L'ONU place la Polynésie française sur la liste des territoires à décoloniser

L\'rchipel des Tuamotu (Polynésie française), vu du ciel.
L'rchipel des Tuamotu (Polynésie française), vu du ciel. (BRUNO BARBIER / ONLY FRANCE / AFP)

L'Assemblée générale des Nations unies invite le gouvernement français à "faciliter et accélérer la mise en place d’un processus équitable et effectif d’autodétermination" en Polynésie.

L’Assemblée générale de l’ONU a adopté, vendredi 17 mai, une résolution plaçant la Polynésie française sur la liste des territoires à décoloniser. Paris, qui n'a pas pris part au vote, conteste cette décision.

La résolution avait été présentée, entre autres, par trois petits Etats du Pacifique : les îles Salomon, Nauru et Tuvalu. Elle été adoptée par consensus.

Qu'a décidé l'ONU ?

La résolution de l'ONU affirme "le droit inaliénable de la population de la Polynésie française à l’autodétermination et à l’indépendance", conformément à la Charte de l’ONU et l'article 73 sur les territoires non autonomes. Elle invite le gouvernement français à "faciliter et accélérer la mise en place d’un processus équitable et effectif d’autodétermination" en Polynésie. A l’heure actuelle, la Polynésie française (274 000 habitants) est une collectivité dotée d’une très large autonomie, mais la France conserve ses compétences régaliennes, telles que la sécurité publique ou les relations internationales.

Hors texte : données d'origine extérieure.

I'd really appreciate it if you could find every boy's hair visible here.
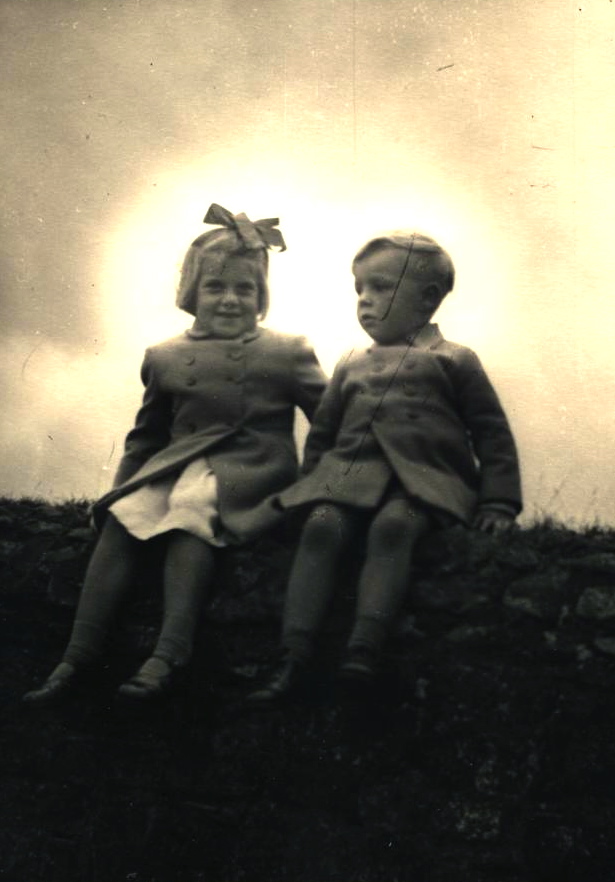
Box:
[352,230,455,298]
[175,229,269,319]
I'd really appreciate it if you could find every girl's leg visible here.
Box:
[282,504,356,661]
[152,530,215,665]
[24,514,139,702]
[120,530,215,698]
[63,514,139,667]
[347,499,432,672]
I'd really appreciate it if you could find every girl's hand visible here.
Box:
[472,509,515,534]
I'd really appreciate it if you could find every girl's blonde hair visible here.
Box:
[175,228,269,319]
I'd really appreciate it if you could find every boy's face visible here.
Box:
[353,246,440,346]
[195,256,259,339]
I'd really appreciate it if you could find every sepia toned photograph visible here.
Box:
[0,0,615,882]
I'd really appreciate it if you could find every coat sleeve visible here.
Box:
[301,364,343,475]
[293,337,327,421]
[113,349,173,487]
[454,349,522,513]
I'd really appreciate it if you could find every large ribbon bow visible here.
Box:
[203,202,286,251]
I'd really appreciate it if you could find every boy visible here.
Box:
[249,232,521,704]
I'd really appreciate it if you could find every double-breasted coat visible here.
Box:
[279,324,521,523]
[93,327,326,541]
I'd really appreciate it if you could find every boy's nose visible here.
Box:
[222,288,239,301]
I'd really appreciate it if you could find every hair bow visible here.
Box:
[203,202,286,251]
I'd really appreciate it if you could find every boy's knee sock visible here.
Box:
[348,616,389,657]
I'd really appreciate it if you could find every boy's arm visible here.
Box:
[113,349,173,487]
[301,365,343,475]
[456,349,522,532]
[293,337,327,421]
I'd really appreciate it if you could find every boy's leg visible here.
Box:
[120,530,215,698]
[24,514,139,702]
[346,498,433,673]
[248,504,356,704]
[282,504,357,661]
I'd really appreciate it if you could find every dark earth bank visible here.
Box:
[0,499,615,882]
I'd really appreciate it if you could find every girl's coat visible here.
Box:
[279,325,521,523]
[94,328,326,540]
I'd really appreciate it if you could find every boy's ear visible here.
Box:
[423,282,442,311]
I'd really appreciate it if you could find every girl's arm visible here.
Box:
[293,337,327,422]
[113,349,173,487]
[301,365,343,475]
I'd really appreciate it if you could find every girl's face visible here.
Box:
[353,247,440,346]
[194,255,259,340]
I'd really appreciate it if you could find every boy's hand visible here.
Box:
[472,508,515,533]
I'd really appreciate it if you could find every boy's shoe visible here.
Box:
[22,662,78,705]
[118,655,184,701]
[246,657,309,706]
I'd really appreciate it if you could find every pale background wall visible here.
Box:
[0,0,615,524]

Quelles en sont les conséquences ?

Cette résolution ouvre en principe la voie à un référendum d’autodétermination. La population pourrait, à terme, se prononcer en faveur de l’indépendance, de la départementalisation ou d’un statut intermédiaire d’autodétermination. Mais en pratique, plusieurs des gouvernements concernés ne respectent pas ces règles –par exemple le Royaume-Uni avec Gibraltar et les Malouines, deux territoires placés également sur la liste des territoires à décoloniser.

Qu'est-ce que la liste des territoires à décoloniser ?

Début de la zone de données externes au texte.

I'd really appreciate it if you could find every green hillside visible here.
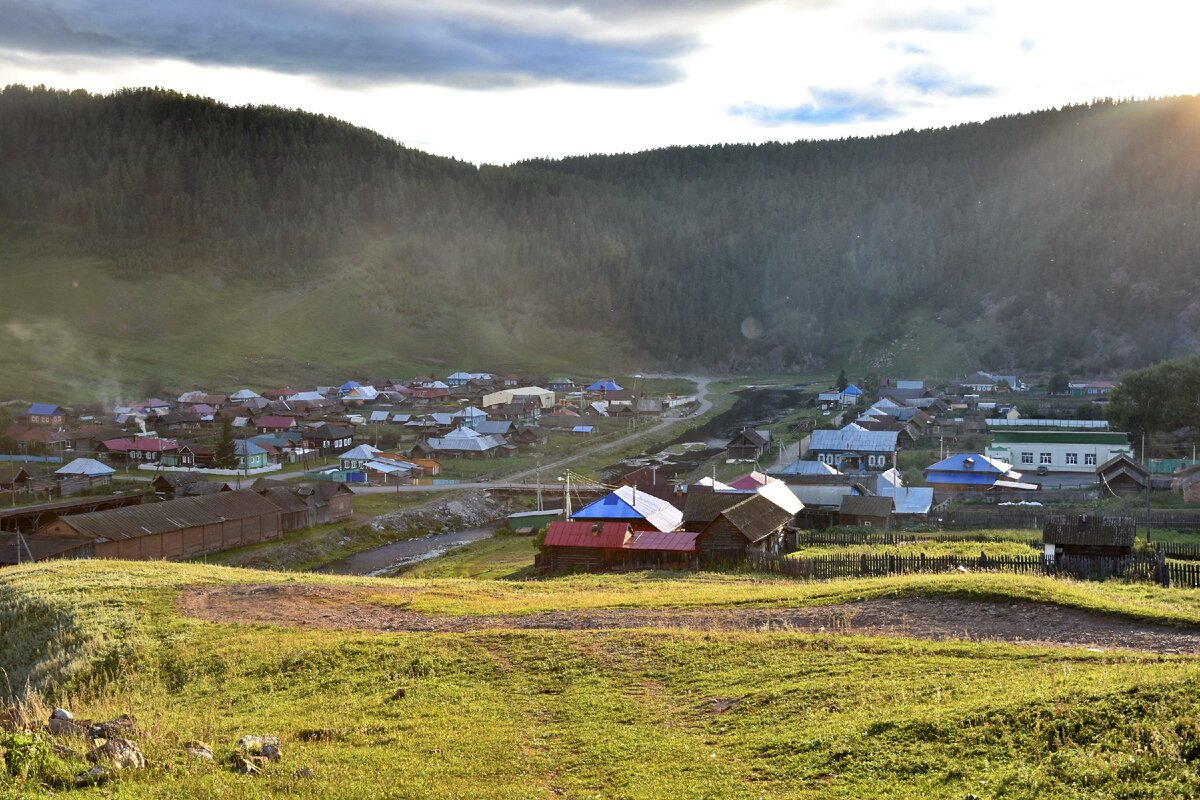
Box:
[0,86,1200,393]
[9,561,1200,799]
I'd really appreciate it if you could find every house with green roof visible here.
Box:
[986,431,1133,475]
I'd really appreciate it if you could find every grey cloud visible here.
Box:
[0,0,696,86]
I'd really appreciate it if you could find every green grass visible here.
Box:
[400,536,538,581]
[11,561,1200,800]
[788,540,1040,559]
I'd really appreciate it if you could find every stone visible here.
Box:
[88,714,138,739]
[184,741,212,762]
[76,764,108,786]
[88,739,146,770]
[233,756,262,775]
[238,734,280,756]
[46,717,88,736]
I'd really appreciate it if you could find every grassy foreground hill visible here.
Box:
[0,561,1200,799]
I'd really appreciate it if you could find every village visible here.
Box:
[9,372,1200,587]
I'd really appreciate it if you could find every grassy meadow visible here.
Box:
[0,561,1200,799]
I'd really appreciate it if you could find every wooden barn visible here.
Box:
[683,487,793,564]
[1096,453,1150,497]
[1042,515,1138,561]
[536,522,697,572]
[37,489,282,560]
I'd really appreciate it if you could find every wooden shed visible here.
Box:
[1096,453,1150,497]
[1042,515,1138,560]
[683,487,793,564]
[37,489,282,560]
[838,494,895,530]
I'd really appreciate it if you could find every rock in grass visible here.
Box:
[88,739,146,770]
[76,764,108,786]
[238,734,283,762]
[184,741,212,762]
[88,714,137,739]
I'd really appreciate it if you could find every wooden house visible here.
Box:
[1042,515,1138,561]
[25,403,67,426]
[1096,453,1150,497]
[536,522,697,572]
[37,489,282,560]
[725,428,770,461]
[683,487,793,564]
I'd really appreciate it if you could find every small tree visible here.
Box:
[212,417,238,469]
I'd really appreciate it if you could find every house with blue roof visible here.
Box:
[809,422,900,473]
[925,453,1038,492]
[571,486,683,531]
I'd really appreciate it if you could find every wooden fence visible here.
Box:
[746,553,1185,589]
[794,530,1042,549]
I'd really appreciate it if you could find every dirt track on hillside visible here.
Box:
[179,584,1200,654]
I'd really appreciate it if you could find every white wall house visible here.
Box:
[986,431,1133,474]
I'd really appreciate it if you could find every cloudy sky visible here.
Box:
[0,0,1200,163]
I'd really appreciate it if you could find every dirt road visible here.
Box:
[179,584,1200,654]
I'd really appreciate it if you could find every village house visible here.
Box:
[37,489,282,560]
[985,431,1133,475]
[571,486,683,530]
[809,422,900,473]
[98,437,179,464]
[301,422,354,456]
[25,403,67,426]
[925,453,1038,492]
[1096,453,1150,497]
[535,522,697,572]
[682,494,794,564]
[725,428,770,461]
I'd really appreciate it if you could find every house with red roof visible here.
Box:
[535,522,698,572]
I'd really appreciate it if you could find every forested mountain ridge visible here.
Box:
[0,86,1200,398]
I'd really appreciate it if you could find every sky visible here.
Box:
[0,0,1200,163]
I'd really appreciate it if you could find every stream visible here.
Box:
[317,521,503,578]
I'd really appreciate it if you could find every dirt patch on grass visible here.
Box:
[179,584,1200,654]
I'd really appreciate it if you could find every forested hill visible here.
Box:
[0,86,1200,395]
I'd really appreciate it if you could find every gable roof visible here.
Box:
[25,403,64,416]
[840,494,895,517]
[545,522,629,549]
[54,458,116,477]
[571,486,683,530]
[809,422,900,453]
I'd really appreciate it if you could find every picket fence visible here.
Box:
[746,553,1200,589]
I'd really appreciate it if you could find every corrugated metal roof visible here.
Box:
[925,453,1013,475]
[546,522,629,549]
[54,458,116,477]
[625,530,700,553]
[62,489,278,540]
[991,431,1129,447]
[571,486,683,530]
[809,423,900,453]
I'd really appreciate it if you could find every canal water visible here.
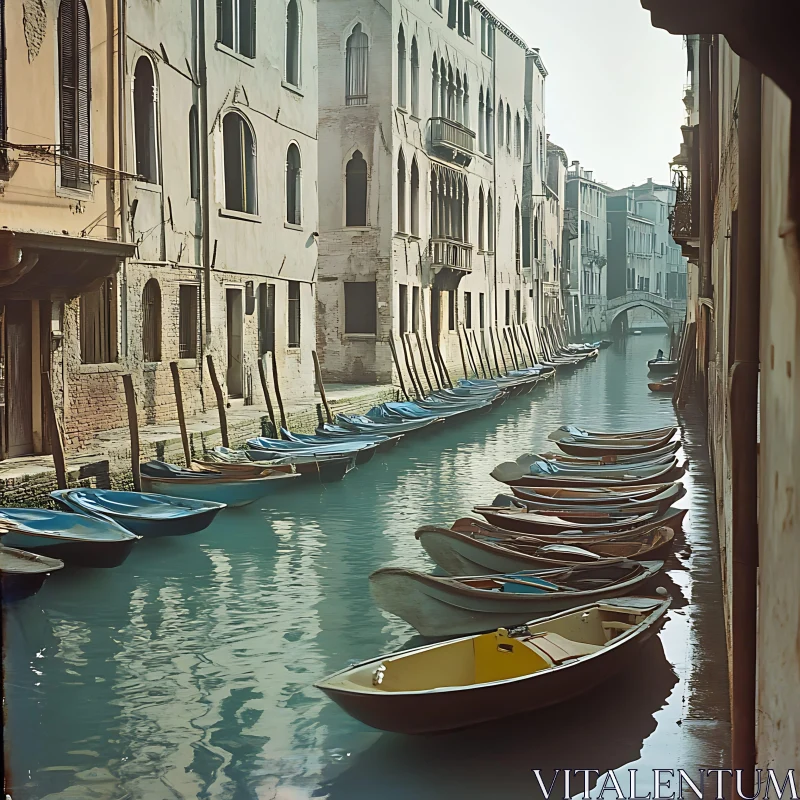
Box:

La liste des territoires à décoloniser, dite liste des territoires non-autonomes, a été élaborée en 1946 pour favoriser l'autonomie des anciennes colonies. Elle compte actuellement 16 territoires, dont dix sont sous administration du Royaume-Uni, trois des Etats-Unis, deux (avec la Polynésie française) de la France et un de la Nouvelle-Zélande. Comme le précise Le Mondeelle "est aujourd'hui vivement contestée par plusieurs pays".  On lui  repproche notamment de se focaliser sur les pays occidentaux, en oubliant des pays comme la Chine : certains militent ainsi pour que le Tibet (sous souveraineté chinoise) soit inscrit sur cette liste. Par ailleurs, elle comprend des territoires qui ont explicitement refusé l'indépendance par référendum, comme les îles Tokelau (sous souveraineté néo-zélandaise).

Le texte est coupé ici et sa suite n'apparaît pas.